Nesse ano, diferente dos anteriores, a proposta é que os encontros sejam ministrados pelos Grupos e Cias que participam dos Seminários Teatrais. A partir daí um convidado ou professor elabora o próximo encontro baseado no que ele pode ver e participar. E a Cia Queimados Encena abriu os trabalhos contando sua trajetória, propondo exercícios e jogos cênicos.

Formada em 2003, no município de Queimados, por alunos de cursos e oficinas de teatro ministradas por Leandro Santanna, fundador e diretor artístico da companhia. Além dos espetáculos, cursos, oficinas e shows que acontecem na sede da companhia ainda são desenvolvidos diversos projetos como o Música Comentada, Sarau Autoral, Cine Marapicu e Roda de Leitura Dramatizada.

Uma das propostas trazidas por eles foram as possíveis histórias sobre a origem do nome da cidade de Queimados.

“ Doentes do Mal de Lázaro (hanseníase) vivem em um leprosário na Estrada dos Lazaretos, e quando morrem, como de costume seus corpos e todos os seus pertences são queimados nos fundos do local. ”

“ Tropeiros, no caminho da estrada do ouro resolvem fazer parada no vilarejo conhecido como Pouso dos Queimados, lugar com grande produção de laranjas que ocupam quase toda a região sobretudo os morros que ardem em chamas no período da colheita. ”

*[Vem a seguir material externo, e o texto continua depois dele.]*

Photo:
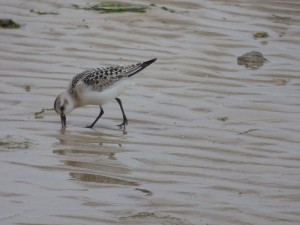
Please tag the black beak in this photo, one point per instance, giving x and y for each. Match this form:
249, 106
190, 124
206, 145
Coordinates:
63, 121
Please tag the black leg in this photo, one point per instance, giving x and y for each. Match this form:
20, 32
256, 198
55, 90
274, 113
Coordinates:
125, 121
98, 117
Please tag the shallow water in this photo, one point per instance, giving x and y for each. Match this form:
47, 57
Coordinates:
208, 141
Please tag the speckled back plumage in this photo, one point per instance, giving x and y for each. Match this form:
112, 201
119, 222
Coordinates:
101, 78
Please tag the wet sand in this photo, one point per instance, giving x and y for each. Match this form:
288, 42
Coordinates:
208, 141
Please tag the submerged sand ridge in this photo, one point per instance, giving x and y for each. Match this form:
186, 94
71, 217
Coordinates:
208, 141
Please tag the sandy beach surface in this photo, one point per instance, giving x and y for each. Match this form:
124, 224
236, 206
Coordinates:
209, 141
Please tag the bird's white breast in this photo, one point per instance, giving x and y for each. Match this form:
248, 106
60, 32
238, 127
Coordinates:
92, 97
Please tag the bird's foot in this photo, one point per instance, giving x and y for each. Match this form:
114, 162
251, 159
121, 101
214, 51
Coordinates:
124, 123
89, 126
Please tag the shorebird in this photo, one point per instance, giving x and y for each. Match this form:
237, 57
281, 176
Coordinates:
97, 87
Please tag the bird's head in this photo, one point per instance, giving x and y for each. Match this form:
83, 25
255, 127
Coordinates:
63, 104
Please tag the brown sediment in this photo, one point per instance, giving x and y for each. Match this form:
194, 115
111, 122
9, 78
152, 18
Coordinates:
208, 141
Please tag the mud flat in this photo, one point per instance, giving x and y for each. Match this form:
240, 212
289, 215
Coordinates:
208, 141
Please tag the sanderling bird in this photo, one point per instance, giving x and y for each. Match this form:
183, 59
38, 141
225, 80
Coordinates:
97, 87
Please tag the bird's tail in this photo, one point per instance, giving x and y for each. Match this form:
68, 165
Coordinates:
141, 66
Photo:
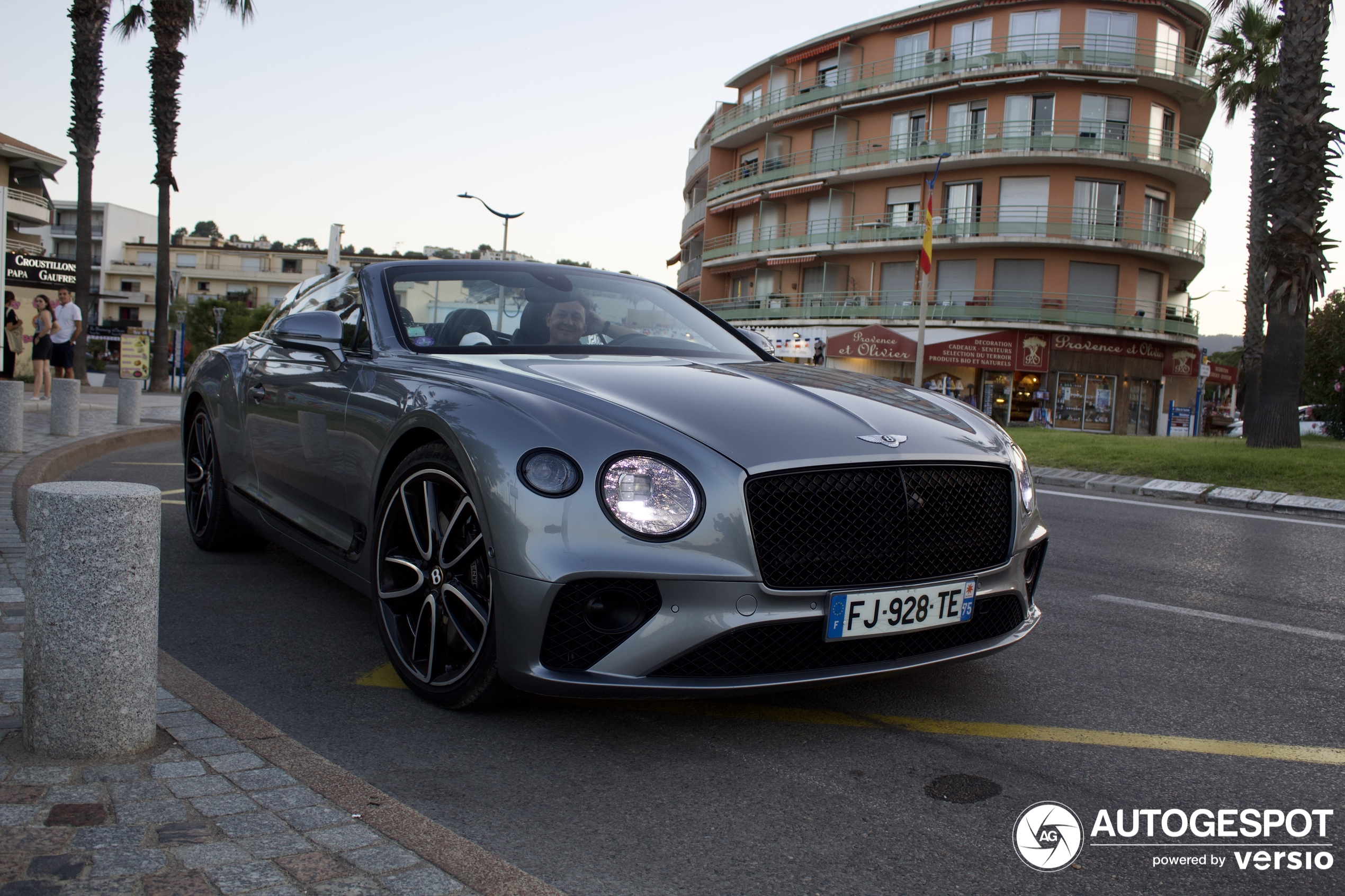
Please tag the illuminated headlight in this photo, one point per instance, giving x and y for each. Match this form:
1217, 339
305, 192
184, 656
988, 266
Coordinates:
650, 497
549, 473
1023, 473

E guiados por infinitas possibilidades que permeiam a memória de pertencimento a um local, fomos convidados a reescrever, recriar e contar através do teatro não só as memórias da cidade que parece esquecida mas as memórias de cada um do coletivo encontraram espaço e puderam fomentar o imaginário dos que ali estavam cedendo por algumas horas seus ouvidos, sua atenção e imaginação. O olhar sobre o lugar. Temos muito para compartilhar, o mais importante é a possibilidade da troca.

Quando uma história ganha espaço no outro ela já não pertence mais a quem criou. Pertencerá ao imaginário de quem as recebeu. O teatro é capaz de recontar as histórias. Foi através de um exercício que por várias vezes, fui alcançada, pela mesma sensação. Explicarei melhor! Em um determinado momento todos escreviam trechos de situações ou fatos que estavam ligados a história do seu bairro. E de forma aleatória eram trocados esses escritos (sem detalhes de quem havia escrito ou do onde aconteceu) e uma pessoa lia para a outra pessoa que escrevia os pontos principais da história e os gestos que a pessoa fazia ao contar.

A sensação que me referi acima e que gostaria de compartilhar nesse texto, foi quando algumas situações eram recontadas (por quem não as conhecia como eu), mas que de certa forma eram estranhamente minhas. Tocaram-me em um grau que enquanto ganhavam forma na boca do interlocutor, reviraram minhas recordações que entre muitas variações e sentimentos cheguei a sentir cheiro de terra molhada pela chuva de verão vindas das lembranças de um período da minha infância.

Recontar é escrever. Dar sua assinatura a algo ou alguma coisa é ser autor ou coautor. Todos nós, por mais ingênuo que pareça temos palavras que devem ser compartilhadas com o mundo. Traduzidas por letras tatuadas num ”papel de pão” que seja! Mas não se deve impedir o “eu autor” de expelir o que permeia o seu imaginário. O exercício da “autoria”.